There was something weird and
lugubrious in such a struggle. It was not a conflict of men, matched
against each other in civilized warfare. Two wild animals were
prowling, and hunting each other in the jungle. When they heard each
others' steps, they sprang and grappled. One fell, the other fell upon
him. Then the conqueror rose up and went in pursuit of other game--the
dead was lost from all eyes.
In this mournful and desolate country of the Spottsylvania Wilderness,
did the bloody campaign of 1864 begin. Here, where the very landscape
seemed dolorous; here, in blind wrestle, as at midnight, did 200,000
men, in blue and gray, clutch each other--bloodiest and weirdest of
encounters.
War had had nothing like it. Destruction of life had become a science,
and was done by the compass.
The Genius of Blood, apparently tired of the old common-place mode of
killing, had invented the "Unseen Death," in the depths of the jungle.

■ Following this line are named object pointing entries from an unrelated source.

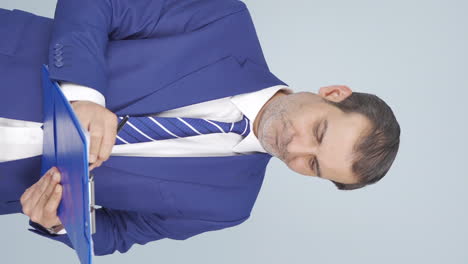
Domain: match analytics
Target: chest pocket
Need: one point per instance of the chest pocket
(12, 27)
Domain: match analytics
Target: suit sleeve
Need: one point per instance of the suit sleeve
(119, 230)
(82, 29)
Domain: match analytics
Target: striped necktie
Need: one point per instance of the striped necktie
(152, 128)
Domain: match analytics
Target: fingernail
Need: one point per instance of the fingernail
(56, 176)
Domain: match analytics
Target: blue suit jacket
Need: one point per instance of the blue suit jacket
(144, 57)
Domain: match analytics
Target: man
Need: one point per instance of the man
(188, 59)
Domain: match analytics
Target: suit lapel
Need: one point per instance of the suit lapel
(228, 76)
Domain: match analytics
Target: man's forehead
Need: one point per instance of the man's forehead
(337, 153)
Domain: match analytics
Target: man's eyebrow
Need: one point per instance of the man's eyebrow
(317, 165)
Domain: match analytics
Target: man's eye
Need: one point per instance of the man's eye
(311, 164)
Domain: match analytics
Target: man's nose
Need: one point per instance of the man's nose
(296, 147)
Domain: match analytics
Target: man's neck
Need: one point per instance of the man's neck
(279, 93)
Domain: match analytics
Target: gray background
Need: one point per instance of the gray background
(413, 54)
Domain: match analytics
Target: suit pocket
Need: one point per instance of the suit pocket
(13, 24)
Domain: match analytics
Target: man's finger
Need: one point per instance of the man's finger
(48, 192)
(38, 191)
(96, 139)
(107, 143)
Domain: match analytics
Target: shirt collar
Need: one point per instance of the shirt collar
(250, 104)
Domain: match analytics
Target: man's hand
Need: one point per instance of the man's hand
(102, 126)
(41, 200)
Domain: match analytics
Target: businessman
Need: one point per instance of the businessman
(205, 117)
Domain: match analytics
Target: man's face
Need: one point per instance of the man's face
(300, 127)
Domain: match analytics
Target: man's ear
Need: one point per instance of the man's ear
(335, 93)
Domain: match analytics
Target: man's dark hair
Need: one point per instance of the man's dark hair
(376, 150)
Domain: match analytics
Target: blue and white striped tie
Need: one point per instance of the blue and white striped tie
(152, 128)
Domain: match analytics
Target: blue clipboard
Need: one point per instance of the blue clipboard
(66, 146)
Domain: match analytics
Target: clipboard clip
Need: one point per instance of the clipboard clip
(92, 203)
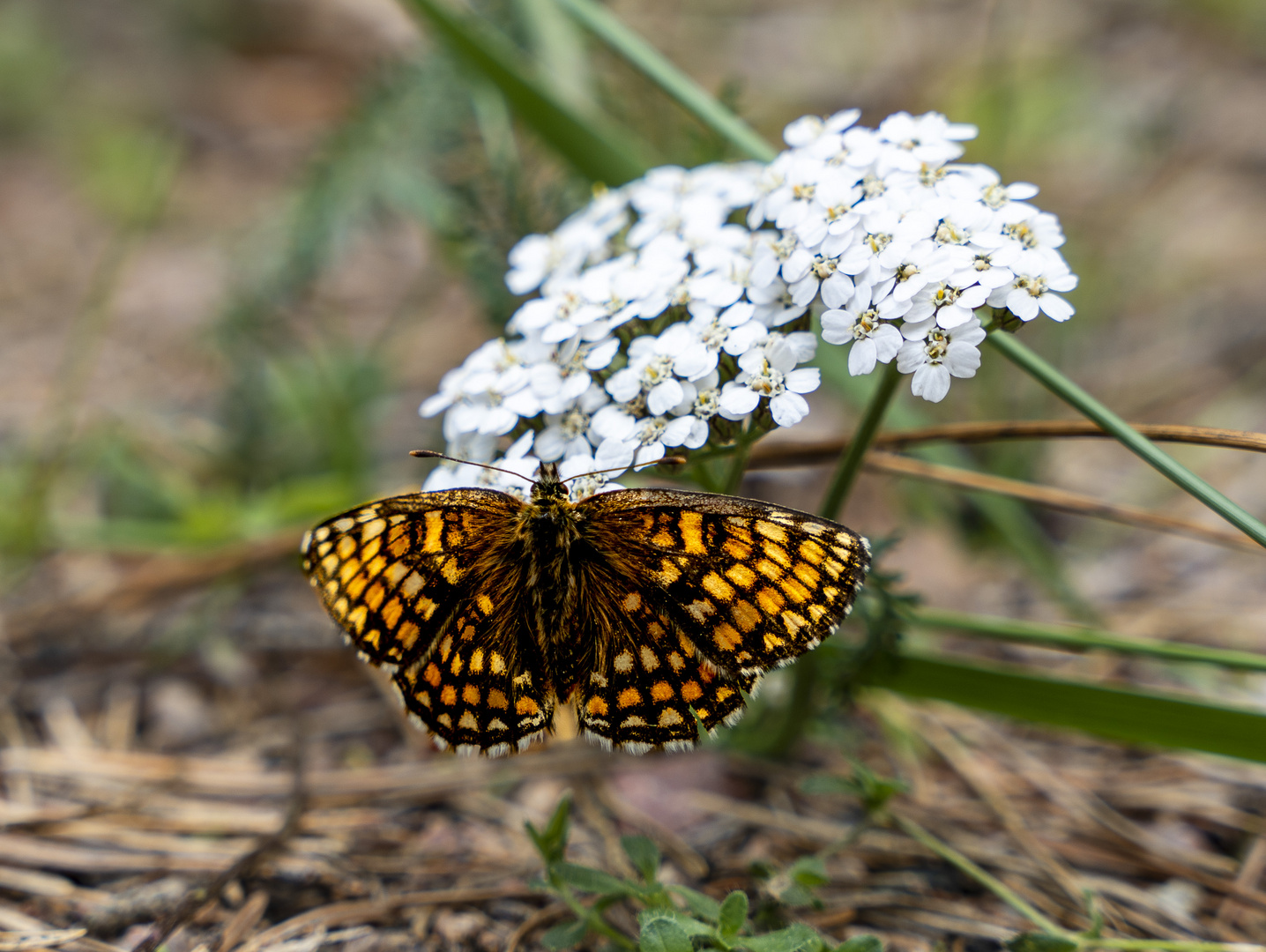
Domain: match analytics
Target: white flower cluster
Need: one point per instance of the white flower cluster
(667, 316)
(903, 247)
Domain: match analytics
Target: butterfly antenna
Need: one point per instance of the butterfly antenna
(433, 455)
(621, 469)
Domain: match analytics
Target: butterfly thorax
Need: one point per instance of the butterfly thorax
(549, 528)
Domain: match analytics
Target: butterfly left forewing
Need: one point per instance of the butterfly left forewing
(429, 586)
(751, 585)
(391, 572)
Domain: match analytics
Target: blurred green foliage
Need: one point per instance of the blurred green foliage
(32, 69)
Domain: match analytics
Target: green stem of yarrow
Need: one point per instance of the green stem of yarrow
(806, 671)
(1132, 440)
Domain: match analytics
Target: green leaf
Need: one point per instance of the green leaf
(658, 67)
(590, 880)
(688, 925)
(699, 904)
(734, 914)
(644, 853)
(796, 937)
(600, 153)
(565, 934)
(1124, 714)
(552, 842)
(1039, 942)
(1079, 638)
(796, 896)
(861, 943)
(809, 871)
(664, 934)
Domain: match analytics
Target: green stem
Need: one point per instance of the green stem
(590, 917)
(653, 64)
(1132, 440)
(851, 458)
(996, 887)
(1085, 639)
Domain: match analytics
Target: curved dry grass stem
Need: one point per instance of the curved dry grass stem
(1060, 499)
(808, 453)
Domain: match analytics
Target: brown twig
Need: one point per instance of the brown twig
(978, 775)
(189, 907)
(542, 917)
(375, 909)
(1060, 499)
(786, 453)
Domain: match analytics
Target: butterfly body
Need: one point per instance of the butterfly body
(652, 610)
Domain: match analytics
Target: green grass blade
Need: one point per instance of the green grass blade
(658, 67)
(1132, 440)
(600, 153)
(1118, 713)
(1010, 629)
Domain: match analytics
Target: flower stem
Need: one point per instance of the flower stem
(661, 71)
(851, 460)
(1132, 440)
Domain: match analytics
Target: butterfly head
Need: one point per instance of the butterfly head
(547, 487)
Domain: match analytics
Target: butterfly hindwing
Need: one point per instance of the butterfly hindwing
(478, 690)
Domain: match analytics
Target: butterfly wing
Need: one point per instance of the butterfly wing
(741, 586)
(428, 588)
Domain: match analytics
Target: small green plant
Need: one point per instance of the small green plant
(674, 918)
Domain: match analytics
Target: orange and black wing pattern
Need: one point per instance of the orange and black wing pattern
(424, 586)
(738, 586)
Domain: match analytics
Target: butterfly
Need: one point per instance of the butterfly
(652, 609)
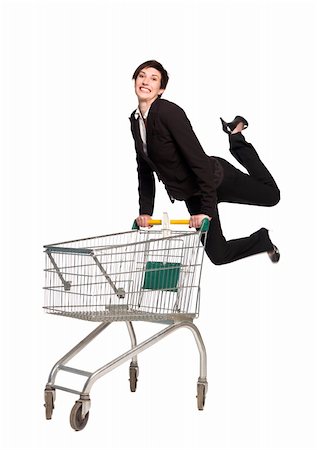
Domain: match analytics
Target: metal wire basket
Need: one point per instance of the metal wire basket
(135, 275)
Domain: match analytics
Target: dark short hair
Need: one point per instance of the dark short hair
(156, 65)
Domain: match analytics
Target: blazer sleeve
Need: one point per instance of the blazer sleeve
(181, 130)
(146, 187)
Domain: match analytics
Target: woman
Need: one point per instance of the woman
(165, 143)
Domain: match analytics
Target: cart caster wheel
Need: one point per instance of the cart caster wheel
(201, 396)
(133, 378)
(77, 422)
(49, 396)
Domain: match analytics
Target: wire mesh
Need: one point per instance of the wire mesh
(136, 275)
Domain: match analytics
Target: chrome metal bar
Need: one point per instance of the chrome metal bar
(118, 291)
(202, 351)
(133, 340)
(82, 344)
(62, 388)
(84, 373)
(146, 344)
(66, 284)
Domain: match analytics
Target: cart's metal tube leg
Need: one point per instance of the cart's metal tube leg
(202, 351)
(82, 344)
(146, 344)
(133, 341)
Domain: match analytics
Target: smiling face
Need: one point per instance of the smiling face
(148, 85)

On the morning of May 6th, Lee and Grant had grappled, and the battle
became general along the entire line of the two armies. In these rapid
memoirs I need only outline this bitter struggle--the histories will
describe it.
Lee was aiming to get around the enemy's left, and huddle him up in the
thicket--but in this he failed.
Just as Longstreet, who had arrived and taken part in the action, was
advancing to turn the Federal flank on the Brock road, he was wounded
by one of his own men; and the movement was arrested in mid career.